Most of us know, for instance, that SNL alum movies have almost been a part of the show’s business model back to the very beginning. You put in a few years on the show and then if you really get traction Lorne Michaels produces your movies. Difficult to count how many big movies followed this model. But you have iconic movies like Stripes: Bill Murray, John Candy, Harold Ramis. There’s an overlapping set of players in Ghostbusters, with the addition of Rick Moranis, an alum of Second City and SCTV. Ramis, who my mom apparently knew at least somewhat in college, was reasonably well-known in front of the camera. But his impact as a writer and director were far greater. Just a few examples: Animal House, Meatballs, Caddyshack, Ghostbusters, Groundhog Day. I won’t belabor the point. It’s hard to think of a comedy movie or genre from the last half century that isn’t populated by this outfit’s alums, or offshoots or genetic descendants.

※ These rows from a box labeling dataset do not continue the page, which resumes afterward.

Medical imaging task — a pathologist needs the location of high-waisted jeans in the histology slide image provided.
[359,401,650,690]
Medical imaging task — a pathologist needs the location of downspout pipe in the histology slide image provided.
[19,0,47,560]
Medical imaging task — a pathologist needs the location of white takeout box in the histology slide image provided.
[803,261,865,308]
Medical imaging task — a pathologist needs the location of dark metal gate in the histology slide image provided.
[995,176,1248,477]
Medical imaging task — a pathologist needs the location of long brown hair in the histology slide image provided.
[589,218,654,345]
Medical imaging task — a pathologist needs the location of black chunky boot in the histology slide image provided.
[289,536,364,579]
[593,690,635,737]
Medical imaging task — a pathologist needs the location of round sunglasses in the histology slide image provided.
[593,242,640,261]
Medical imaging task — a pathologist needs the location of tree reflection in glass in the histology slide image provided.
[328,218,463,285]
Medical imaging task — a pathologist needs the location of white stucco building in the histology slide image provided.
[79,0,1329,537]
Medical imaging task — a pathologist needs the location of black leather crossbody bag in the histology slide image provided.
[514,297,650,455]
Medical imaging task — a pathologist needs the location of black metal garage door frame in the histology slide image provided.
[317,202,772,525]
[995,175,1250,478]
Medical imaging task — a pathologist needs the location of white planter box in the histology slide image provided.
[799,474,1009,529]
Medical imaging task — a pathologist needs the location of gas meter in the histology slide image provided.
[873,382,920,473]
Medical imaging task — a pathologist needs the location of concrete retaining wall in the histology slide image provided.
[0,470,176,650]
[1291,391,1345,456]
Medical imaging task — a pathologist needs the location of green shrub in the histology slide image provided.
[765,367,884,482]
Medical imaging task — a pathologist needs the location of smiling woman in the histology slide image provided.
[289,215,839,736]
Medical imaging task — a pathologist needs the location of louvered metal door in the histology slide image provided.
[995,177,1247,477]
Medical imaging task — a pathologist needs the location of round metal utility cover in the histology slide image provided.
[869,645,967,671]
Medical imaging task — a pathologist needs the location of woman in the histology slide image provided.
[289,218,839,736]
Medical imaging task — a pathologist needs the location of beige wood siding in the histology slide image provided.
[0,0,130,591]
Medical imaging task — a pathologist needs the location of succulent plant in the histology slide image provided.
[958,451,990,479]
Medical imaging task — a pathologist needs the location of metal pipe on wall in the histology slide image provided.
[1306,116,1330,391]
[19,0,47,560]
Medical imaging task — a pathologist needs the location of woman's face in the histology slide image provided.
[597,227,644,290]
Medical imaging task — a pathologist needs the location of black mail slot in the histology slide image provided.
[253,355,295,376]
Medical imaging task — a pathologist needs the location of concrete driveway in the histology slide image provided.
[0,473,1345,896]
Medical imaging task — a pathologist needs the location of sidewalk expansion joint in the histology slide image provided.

But I want to come back to SCTV. It wasn’t just another version of Saturday Night Live or one point in this constellation. It was actually different in a basic structural way. It wasn’t ad hoc sketches. The show was based on the concept that it was a show about a local TV station in a town called Melonville, which is to say somewhere in the middle of nowhere. So everything was set around this story line with lots of recurring characters and each of the actors playing multiple characters. Most of it would turn on the shows on the TV station or the people who worked at the TV station. But then there were also characters in the entertainment business who appeared on the station, like Johnny LaRue (John Candy) or has-been singer Lola Heatherton (Catherine O’Hara) or comedian Bobby Bittman (Eugene Levy). One advantage of the concept was that since Melonville only had a podunk, low budget TV station it made sense that SCTV was also fairly low budget in terms of sets and everything else. So it was sort of like a sketch show in that it didn’t matter that one actor might play half a dozen different characters at one point or another.

This is probably part of the reason why only a few of the characters spawned movies or had lives off SCTV. The big example I can think of is Bob and Doug McKenzie. Martin Short also had Ed Grimley who started on SCTV.

I haven’t seen any of these episodes for at least thirty years and most closer to forty. I’m curious how well they’d hold up comedically today. What made it unique in my mind though was that it managed to be both very adult (in the sense of humor, sophistication, multi-layeredness) while also managing to be very innocent. I was a pretty precocious kid but I could watch it and almost bust my gut laughing at the same thing for days when I was maybe 9 or 10 years old. It was so good.